Nun hat Netanjahu aber nicht nur der langen, mindestens viertägigen Feuerpause zustimmen müssen, was ein Teil seines Kabinetts stets abgelehnt hatte, sondern die Hamas konnte auch ihre Forderung, während der Kampfpause dürften keine israelischen Flugzeuge über Gaza fliegen, fast vollständig durchsetzen. Um diesen Punkt scheint bis zuletzt heftig gerungen worden zu sein. Das Ergebnis ist nun, dass im Norden Gazas sechs Stunden Flugbewegungen täglich, im Süden gar keine während der Kampfpause zulässig sind. Und jeden Tag werden Lieferungen humanitärer Hilfe Gaza erreichen.

Die westlichen Freunde Israels scheinen nicht mehr gewillt, der israelischen Politik tatenlos zuzusehen. Zu gefährlich sind die Folgen der beharrlichen Weigerung aller Netanjahu-Regierungen, die Zwei-Staaten-Lösung in Israel-Palästina zuzulassen. Laut mag man im Westen zwar sagen, das brutale Massaker der Hamas-Terrormilizen am 7. Oktober habe mit jener Weigerung überhaupt nichts zu tun, und mag die Äußerung des UN-Generalsekretärs, das Massaker sei doch nicht „im luftleeren Raum“ passiert, mit Stillschweigen übergangen werden. Aber weiter kommt der Westen den israelischen Rechtsradikalen nicht mehr entgegen.

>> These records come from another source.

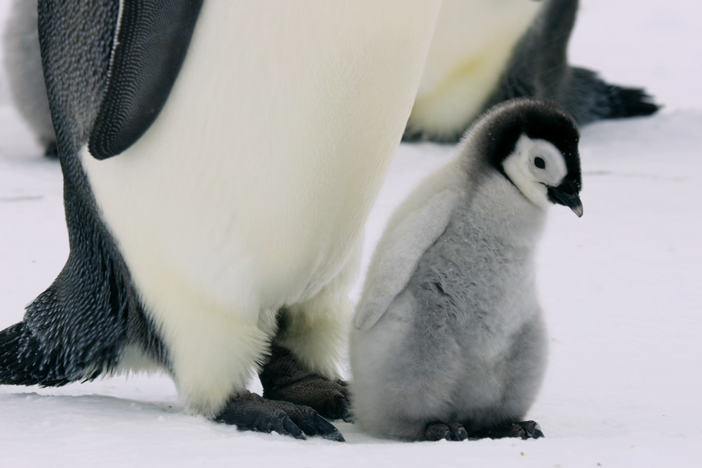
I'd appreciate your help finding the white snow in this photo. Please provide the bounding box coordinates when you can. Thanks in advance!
[0,0,702,468]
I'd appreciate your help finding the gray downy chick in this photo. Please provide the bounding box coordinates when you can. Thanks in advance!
[351,99,583,440]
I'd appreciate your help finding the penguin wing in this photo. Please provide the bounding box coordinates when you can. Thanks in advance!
[39,0,203,159]
[353,189,459,331]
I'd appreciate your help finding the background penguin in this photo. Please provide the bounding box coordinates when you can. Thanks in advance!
[0,0,440,440]
[4,0,658,153]
[404,0,658,142]
[351,99,582,440]
[3,0,57,157]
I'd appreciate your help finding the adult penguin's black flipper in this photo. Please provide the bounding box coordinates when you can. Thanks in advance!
[39,0,203,159]
[485,0,659,125]
[0,0,202,386]
[89,0,203,159]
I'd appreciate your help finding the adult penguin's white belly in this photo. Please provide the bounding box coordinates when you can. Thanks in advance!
[82,0,439,340]
[408,0,545,137]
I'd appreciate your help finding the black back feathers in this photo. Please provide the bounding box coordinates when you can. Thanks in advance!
[89,0,203,159]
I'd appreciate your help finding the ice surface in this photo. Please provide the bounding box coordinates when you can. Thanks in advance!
[0,0,702,468]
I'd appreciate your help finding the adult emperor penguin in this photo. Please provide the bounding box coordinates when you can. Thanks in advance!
[0,0,440,440]
[351,99,582,440]
[404,0,658,142]
[3,0,56,157]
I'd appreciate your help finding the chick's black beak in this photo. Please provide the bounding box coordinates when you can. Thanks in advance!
[548,180,583,218]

Sogar die FAZ, die vor Kurzem erst schrieb, mit seinem Kommentar zum Gaza-Krieg im Freitag habe sich der Philosoph Slavoj Zizek ein für alle Mal disqualifiziert, druckte jetzt selbst einen Beitrag ab – von Gil Murciano, dem Leiter des Israel Instituts für regionale Außenpolitik -, in dem es heißt, das „grundlegendste Hindernis für einen wirklichen Sieg über die Hamas“ sei die Netanjahu-Regierung selbst, „die es vorzog, die Hamas zu bestechen, um eine Wiederaufnahme des politischen Prozesses mit den Palästinensern zu vermeiden, und deren messianische Extremisten dieser Tage das Westjordanland in Brand setzen“.

So geht es nicht weiter, das scheinen nun viele zu begreifen. Gerade weil es stimmt, dass die israelische Bevölkerung sich an Auschwitz erinnert fühlen muss, wenn sie sich 80 Jahre danach den grausamen Morden des 7. Oktober ausgesetzt sieht, geht es so nicht weiter. Israel soll doch keine Zielscheibe bewaffneter Angriffe sein, sondern ein Ort, an dem Juden und Jüdinnen friedlich leben, an dem sie aufatmen können.

So ein Ort ist Israel nur, wenn es für den Frieden etwas tut. Nur die Hamas vernichten wollen, reicht nicht aus. Selbst wenn es gelänge, den Hamas-Kopf abzuschlagen, würden doch andere, noch teuflischere Köpfe nachwachsen. Einer Regierung, die das nicht begreifen will, muss endlich entschlossen entgegentreten werden. Doch es bleibt nicht viel Zeit. Denn wenn Donald Trump im nächsten Jahr die US-Wahlen gewinnt, hat Netanjahu wieder einen mächtigen Verbündeten.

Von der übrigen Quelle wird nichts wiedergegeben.